Aprovada em 2010, a lei impede a candidatura de políticos condenados por crimes graves, como corrupção e abuso de poder econômico, fortalecendo a integridade do processo eleitoral. Além de ampliar os casos de inelegibilidade previstos na legislação de 1990, a norma determina que condenações em órgãos colegiados sejam suficientes para barrar candidaturas.

Para aprofundar o impacto das possíveis mudanças nessa legislação, o Correio entrevistou o procurador do Ministério Público de São Paulo e presidente do Instituto Não Aceito Corrupção, Roberto Livianu. Confira a entrevista.

Como o senhor avalia as propostas de mudança na Lei da Ficha Limpa, reduzindo o tempo de inelegibilidade de oito anos para dois?

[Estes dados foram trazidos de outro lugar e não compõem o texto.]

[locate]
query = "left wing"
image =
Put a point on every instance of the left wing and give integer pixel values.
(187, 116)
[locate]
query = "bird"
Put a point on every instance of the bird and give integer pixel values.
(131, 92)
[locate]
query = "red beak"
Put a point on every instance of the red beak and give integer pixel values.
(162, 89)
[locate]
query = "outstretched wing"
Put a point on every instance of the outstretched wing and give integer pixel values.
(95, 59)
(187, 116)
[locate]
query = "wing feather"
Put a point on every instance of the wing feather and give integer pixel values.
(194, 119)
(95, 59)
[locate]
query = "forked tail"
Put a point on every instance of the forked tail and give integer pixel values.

Uma catástrofe, um escárnio para a sociedade. A pena de inelegibilidade de oito anos representa o ponto central da Lei da Ficha Limpa. A ideia é tirar de circulação os maus políticos por esse tempo, a contar do trânsito em julgado da decisão condenatória. O período de oito anos corresponde a dois ciclos eleitorais. As eleições ocorrem a cada quatro anos, e a lógica da lei é manter o indivíduo afastado do cenário político por duas eleições consecutivas, garantindo um impacto efetivo da punição. Por mais que o presidente da Câmara afirme que as eleições ocorrem a cada dois anos, com todo respeito, isso não faz o menor sentido. Ele realmente quer sugerir ao povo brasileiro que figuras como o presidente Lula, o ex-presidente Bolsonaro ou o próprio Arthur Lira se candidatariam a vereador? Alguém acredita nisso? Essa ideia é absolutamente risível. É fundamental manter a honestidade nos argumentos. A pretensão é esmagar a lei da ficha limpa, porque dois anos de inelegibilidade é um nada. É como se estabelecesse para o crime de homicídio a pena de cesta básica. É uma pena inócua. Outra questão importante a ser destacada é que o ex-presidente Jair Bolsonaro foi condenado pela Justiça a oito anos de inelegibilidade por abuso de poder político. A Justiça Eleitoral cumpriu seu papel e aplicou a condenação. O que se observa agora é um movimento do Poder Legislativo tentando diminuir a autoridade do Poder Judiciário para tornar letra morta uma decisão embasada no ordenamento jurídico. Isso é muito grave, é uma afronta à Constituição Federal e a um dos princípios mais caros e mais fundamentais: a separação dos poderes. Se isso for à frente, é possível questionar a constitucionalidade deste instrumento legislativo.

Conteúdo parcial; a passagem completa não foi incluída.